Telemarketing and Robocalls
Google itself has filed a federal lawsuit to shut down one of the most egregious participants in this scam, but telemarketers continue to contact small business owners with offers to sell listings on Google My Business or Google Search pages. Businesses might also receive calls from self-proclaimed SEO experts who guarantee placement of a business listing at the top of search page results.
Google might contact a small business to verify information, but it will not offer to sell services or request payment for inclusion on any page listings, nor will it guarantee top placement in any search results. Carlton Smith of Flagstone Search Marketing puts it quite plainly:
• Google does not, ever, place robocalls.
• Google does not, ever, ask someone to "update your listing on the front page."
• Google does not, ever, ask someone to "claim your free website."
• Google does not, ever, charge someone to be included in Google Search or Places.
Google also does not make calls to offer free websites or to offer businesses an opportunity to update their front page listings. If a business has any questions about the legitimacy of a Google-related call, it can refer to the company's support information page or report the call to the Federal Trade Commission's Robocalls resource site.
Google does not run contests or lotteries, but individuals and businesses alike receive almost daily emails and occasional phone calls congratulating them on their good fortune of having won Google Lotto. The emails and calls ask the recipients to provide personal information and to pay a fee to release the prize funds. This is nothing more than a variation on the "Nigerian Prince" and foreign lottery scams that have plagued the internet since its inception.
Businesses should instruct their employees never to respond to these emails or calls and to delete them without opening any attachments that may have been sent to them.
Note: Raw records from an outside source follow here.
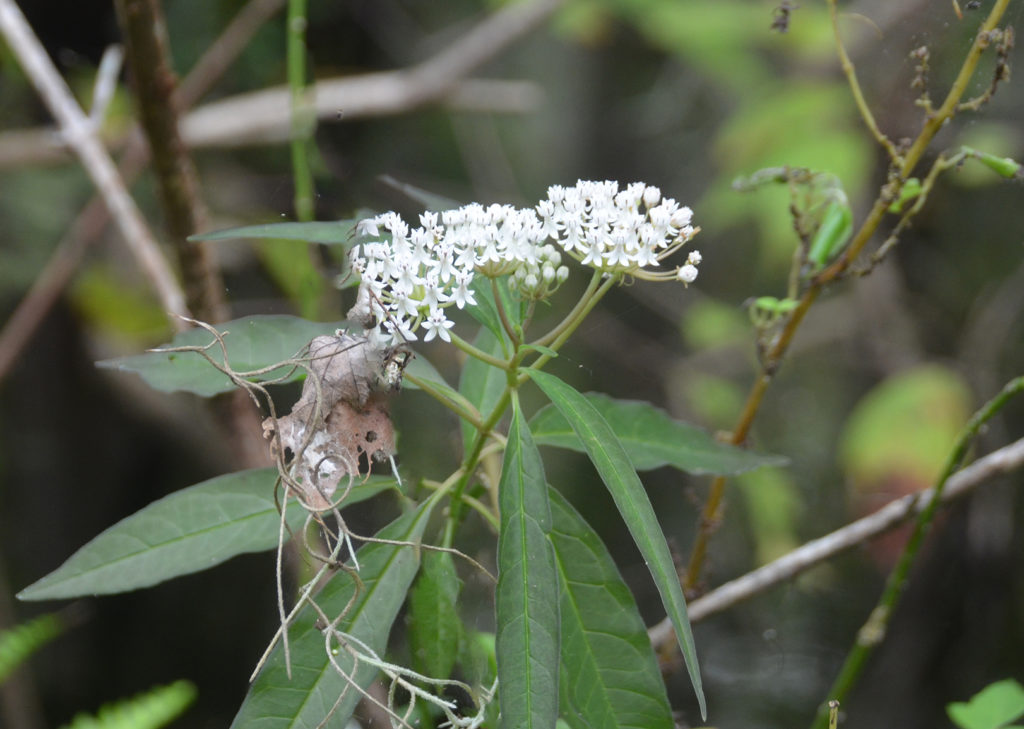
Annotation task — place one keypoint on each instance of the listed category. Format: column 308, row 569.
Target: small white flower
column 437, row 325
column 687, row 273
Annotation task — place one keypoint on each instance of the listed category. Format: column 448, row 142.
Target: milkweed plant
column 567, row 641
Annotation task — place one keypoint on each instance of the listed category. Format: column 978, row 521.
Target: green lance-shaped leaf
column 305, row 699
column 609, row 674
column 651, row 438
column 1003, row 166
column 434, row 627
column 527, row 589
column 253, row 342
column 993, row 708
column 187, row 531
column 620, row 476
column 331, row 232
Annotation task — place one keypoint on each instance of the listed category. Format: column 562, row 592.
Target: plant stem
column 712, row 512
column 873, row 631
column 450, row 398
column 858, row 95
column 302, row 121
column 477, row 353
column 155, row 83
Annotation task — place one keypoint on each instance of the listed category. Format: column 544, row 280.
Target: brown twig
column 263, row 117
column 1006, row 460
column 93, row 218
column 712, row 514
column 146, row 48
column 81, row 135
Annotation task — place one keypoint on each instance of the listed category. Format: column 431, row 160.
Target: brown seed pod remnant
column 341, row 419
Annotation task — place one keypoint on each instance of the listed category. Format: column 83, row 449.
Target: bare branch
column 1006, row 460
column 154, row 82
column 263, row 117
column 93, row 218
column 80, row 134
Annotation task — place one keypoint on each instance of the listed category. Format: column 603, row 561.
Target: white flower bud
column 682, row 217
column 687, row 273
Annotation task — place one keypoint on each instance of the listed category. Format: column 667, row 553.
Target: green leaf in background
column 434, row 627
column 291, row 266
column 612, row 463
column 20, row 641
column 904, row 428
column 187, row 531
column 481, row 384
column 485, row 310
column 305, row 699
column 120, row 308
column 992, row 708
column 327, row 232
column 152, row 710
column 253, row 342
column 609, row 674
column 430, row 201
column 651, row 438
column 527, row 588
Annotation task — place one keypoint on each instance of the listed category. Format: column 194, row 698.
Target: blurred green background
column 684, row 94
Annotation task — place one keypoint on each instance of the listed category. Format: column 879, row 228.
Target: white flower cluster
column 620, row 230
column 409, row 277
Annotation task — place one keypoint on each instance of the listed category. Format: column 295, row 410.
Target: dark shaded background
column 625, row 98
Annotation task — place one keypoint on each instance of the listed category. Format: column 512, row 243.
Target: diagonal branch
column 93, row 218
column 1006, row 460
column 264, row 117
column 81, row 135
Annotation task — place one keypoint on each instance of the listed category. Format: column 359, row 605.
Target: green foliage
column 17, row 643
column 328, row 232
column 252, row 342
column 905, row 426
column 291, row 266
column 434, row 627
column 609, row 675
column 148, row 711
column 187, row 531
column 619, row 474
column 526, row 599
column 303, row 694
column 650, row 437
column 992, row 708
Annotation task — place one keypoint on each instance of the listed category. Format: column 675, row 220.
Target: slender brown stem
column 90, row 222
column 146, row 48
column 712, row 512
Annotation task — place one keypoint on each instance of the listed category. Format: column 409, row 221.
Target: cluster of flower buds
column 410, row 277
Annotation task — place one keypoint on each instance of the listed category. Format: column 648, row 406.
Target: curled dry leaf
column 342, row 417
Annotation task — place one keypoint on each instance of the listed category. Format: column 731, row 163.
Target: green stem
column 564, row 330
column 302, row 121
column 509, row 329
column 873, row 631
column 450, row 398
column 477, row 353
column 571, row 316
Deletion of Google Business Listings
Disreputable telemarketers will seek to grab a business owner's attention with claims that the business will be deleted from Google Places or Google Plus local business listings. The callers might request payment for inclusion of the business on Google Maps. Google does not charge a fee to show a business on a Google Map, and it has consolidated its Places and plus listings under its Google My Business portal, which offers basic business listings for free. A business that receives an invoice for a Google service or that is solicited for payment of fees for a Google service should first confirm the legitimacy of the offer.
Miscellaneous Google-Themed Scams
Some businesses have become victims of phishing scams, in which they received emails and calls telling them that their Gmail accounts have been compromised and then divulged sensitive information to reactivate the accounts. Others have been targeted with Google Wallet claims (previously known as "Google Checkout"), where they have received invoices that appear to come from a Google Wallet account.
A business's employees can be trained to spot a Wallet scam. Every legitimate Google Wallet transaction requires a party to sign into a Google account and it only uses Google's Wallet interface to complete a transaction. Google does not operate its payment services with bank wire transfers or other electronic payment systems.
Small businesses are the targets and victims of telemarketing and other scams because they do not have the manpower or resources to erect barriers against them. A busy employee will often approve payment of a small invoice or provide information to a cold caller simply to get the caller off the line and to get back to the business at hand. Increasing employee awareness of the universe of scams is the first step toward avoiding victimization by a scam.
Businesses that have lost money to these telemarketing and other scams will have a greater appreciation for the depiction of telemarketers as condemned souls in the afterlife. Google and other companies provide information and resources that a business can use to keep those souls from their front doors. The telemarketing calls and scams will not stop, but a business can prevent or limit the damage these calls can cause.